If this project is successful, the Fragile X community would have new blood tests to assess the effectivement of treatments and to help optimize the dose for each individual.
Biomarkers Are Needed to Evaluate Fragile X Treatments
The Fragile X field urgently needs molecular tools to reliably and objectively measure the effects of potential treatments, called biomarkers. Despite efforts by many teams, truly useful biomarkers are not yet available.
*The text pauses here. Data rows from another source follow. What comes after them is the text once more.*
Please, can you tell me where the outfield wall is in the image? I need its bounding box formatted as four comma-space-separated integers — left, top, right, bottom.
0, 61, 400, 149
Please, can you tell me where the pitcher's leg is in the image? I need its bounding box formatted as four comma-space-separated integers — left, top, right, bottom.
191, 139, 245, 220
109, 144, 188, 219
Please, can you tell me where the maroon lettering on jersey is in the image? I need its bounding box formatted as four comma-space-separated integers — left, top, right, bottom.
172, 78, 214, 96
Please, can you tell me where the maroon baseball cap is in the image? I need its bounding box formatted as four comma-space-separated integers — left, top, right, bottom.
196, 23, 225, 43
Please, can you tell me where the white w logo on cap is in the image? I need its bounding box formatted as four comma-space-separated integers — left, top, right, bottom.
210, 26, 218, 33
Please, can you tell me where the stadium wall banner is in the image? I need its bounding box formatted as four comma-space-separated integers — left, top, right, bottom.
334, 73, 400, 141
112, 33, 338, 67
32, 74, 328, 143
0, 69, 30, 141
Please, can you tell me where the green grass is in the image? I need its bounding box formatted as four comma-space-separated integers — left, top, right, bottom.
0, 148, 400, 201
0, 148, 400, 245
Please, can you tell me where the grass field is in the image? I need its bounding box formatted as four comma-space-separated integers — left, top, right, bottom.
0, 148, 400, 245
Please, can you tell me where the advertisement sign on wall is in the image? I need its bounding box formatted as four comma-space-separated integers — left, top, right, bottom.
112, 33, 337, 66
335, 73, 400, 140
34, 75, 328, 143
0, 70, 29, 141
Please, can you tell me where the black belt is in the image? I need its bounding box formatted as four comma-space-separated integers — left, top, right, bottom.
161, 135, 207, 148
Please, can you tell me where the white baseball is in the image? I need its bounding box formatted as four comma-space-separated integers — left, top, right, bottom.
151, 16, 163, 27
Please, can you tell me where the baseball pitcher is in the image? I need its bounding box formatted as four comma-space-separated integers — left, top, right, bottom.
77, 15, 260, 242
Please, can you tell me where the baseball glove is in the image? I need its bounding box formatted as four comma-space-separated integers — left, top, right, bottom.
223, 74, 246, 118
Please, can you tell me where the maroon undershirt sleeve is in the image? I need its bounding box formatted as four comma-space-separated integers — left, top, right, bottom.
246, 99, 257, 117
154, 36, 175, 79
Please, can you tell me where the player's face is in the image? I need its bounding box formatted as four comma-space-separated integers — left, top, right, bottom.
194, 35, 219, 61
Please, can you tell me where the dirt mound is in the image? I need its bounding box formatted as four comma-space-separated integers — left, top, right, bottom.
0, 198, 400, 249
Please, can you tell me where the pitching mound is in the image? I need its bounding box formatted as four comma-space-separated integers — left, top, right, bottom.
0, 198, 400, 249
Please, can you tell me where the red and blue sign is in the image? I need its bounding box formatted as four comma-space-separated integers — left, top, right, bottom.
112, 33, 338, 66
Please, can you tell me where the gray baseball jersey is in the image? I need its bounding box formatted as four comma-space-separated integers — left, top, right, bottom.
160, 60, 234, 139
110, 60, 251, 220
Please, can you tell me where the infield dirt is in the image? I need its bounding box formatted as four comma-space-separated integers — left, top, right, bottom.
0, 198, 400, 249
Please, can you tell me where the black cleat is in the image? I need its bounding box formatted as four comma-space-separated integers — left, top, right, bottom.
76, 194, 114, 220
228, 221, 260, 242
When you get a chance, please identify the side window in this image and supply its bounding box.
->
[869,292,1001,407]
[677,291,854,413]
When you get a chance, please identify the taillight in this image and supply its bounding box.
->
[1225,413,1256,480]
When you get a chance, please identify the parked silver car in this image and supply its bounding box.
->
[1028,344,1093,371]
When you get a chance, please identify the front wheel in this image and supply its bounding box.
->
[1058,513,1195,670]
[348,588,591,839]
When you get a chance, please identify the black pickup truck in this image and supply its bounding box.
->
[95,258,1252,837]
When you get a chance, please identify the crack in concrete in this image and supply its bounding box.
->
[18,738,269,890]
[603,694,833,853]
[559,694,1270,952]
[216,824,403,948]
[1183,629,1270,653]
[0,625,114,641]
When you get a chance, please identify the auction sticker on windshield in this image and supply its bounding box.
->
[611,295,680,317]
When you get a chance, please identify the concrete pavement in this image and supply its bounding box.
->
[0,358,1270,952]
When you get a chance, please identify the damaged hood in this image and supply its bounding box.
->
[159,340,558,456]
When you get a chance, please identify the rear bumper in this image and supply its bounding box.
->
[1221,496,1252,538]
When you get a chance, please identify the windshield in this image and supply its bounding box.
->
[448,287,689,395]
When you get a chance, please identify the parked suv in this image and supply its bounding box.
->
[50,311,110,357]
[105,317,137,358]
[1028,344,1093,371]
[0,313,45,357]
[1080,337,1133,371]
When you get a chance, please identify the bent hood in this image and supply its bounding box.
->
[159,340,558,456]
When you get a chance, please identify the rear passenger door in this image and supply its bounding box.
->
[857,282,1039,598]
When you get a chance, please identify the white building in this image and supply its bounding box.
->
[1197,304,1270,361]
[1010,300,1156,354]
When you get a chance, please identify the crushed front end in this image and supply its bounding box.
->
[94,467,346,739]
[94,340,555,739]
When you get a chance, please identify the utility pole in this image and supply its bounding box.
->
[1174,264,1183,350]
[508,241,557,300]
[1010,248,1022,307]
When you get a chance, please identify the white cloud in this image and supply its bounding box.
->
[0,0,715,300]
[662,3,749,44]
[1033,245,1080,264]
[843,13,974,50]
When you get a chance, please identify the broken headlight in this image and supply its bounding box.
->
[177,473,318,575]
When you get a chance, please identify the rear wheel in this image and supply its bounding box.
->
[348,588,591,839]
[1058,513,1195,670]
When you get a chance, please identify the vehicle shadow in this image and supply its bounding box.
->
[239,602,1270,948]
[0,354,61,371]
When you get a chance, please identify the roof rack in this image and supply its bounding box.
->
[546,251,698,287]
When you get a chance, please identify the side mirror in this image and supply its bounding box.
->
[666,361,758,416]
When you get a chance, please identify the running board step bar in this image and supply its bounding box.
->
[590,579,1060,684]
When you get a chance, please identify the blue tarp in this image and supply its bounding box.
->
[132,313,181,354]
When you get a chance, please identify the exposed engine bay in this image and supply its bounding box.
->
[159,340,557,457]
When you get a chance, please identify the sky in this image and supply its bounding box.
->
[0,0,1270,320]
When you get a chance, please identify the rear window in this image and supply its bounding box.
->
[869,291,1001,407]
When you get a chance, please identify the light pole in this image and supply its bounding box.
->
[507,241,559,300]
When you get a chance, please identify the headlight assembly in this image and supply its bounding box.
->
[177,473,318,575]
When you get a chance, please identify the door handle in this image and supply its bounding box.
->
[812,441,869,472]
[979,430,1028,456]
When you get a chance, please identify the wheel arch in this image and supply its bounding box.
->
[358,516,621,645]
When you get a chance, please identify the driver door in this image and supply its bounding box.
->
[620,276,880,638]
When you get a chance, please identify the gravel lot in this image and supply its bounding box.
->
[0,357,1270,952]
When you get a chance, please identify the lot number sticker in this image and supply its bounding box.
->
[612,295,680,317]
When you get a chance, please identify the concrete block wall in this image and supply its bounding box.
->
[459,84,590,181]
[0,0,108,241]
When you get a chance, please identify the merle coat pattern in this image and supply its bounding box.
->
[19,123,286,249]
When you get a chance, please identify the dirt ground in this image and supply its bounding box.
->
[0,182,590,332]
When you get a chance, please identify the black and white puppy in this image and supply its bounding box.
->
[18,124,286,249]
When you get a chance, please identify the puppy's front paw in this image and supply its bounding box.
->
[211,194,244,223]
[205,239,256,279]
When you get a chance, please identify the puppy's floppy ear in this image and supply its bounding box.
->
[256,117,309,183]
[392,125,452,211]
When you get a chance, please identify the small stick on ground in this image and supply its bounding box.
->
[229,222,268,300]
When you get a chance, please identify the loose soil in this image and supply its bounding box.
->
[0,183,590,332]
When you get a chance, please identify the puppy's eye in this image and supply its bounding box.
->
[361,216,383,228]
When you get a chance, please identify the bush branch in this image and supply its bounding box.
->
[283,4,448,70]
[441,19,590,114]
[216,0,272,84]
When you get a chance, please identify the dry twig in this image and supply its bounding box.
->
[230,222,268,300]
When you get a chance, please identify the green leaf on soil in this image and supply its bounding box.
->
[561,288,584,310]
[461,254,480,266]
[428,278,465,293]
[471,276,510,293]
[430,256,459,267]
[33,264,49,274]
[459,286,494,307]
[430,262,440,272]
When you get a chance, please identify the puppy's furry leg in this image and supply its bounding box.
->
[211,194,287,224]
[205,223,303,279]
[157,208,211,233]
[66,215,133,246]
Fragile X syndrome (FXS) is primarily a disorder of the brain, but brain cells are not easily accessed, so we look to blood-based measures instead. The problem with blood-based biomarkers is that they do not necessarily reflect what is happening in the brain. Changes found in blood cells might not match changes in brain cells.
A Potential Solution: Exosomes, Which Travel from Brain to Blood
Extracellular vesicles are particles secreted by all living cells into the spaces between cells. They are key components of cell-to-cell communication. One type of vesicles, exosomes, could be used to develop biomarkers to reliably predict drug responses. Small enough to pass through the Blood-Brain-Barrier (BBB), exosomes produced by brain cells can reach the bloodstream, where they can be easily accessed and measured.
Our working hypothesis for this project is that analyzing exosomes in blood in experimental models could provide a powerful tool to detect and quantify new Fragile X syndrome biomarkers. They could serve as a magnifying glass to accurately track these markers and assess how they react to potential medications.
With this innovative approach, we hope to provide novel insights into FXS cell signaling alterations and to identify biomarkers useful for preclinical testing of Fragile X syndrome treatments.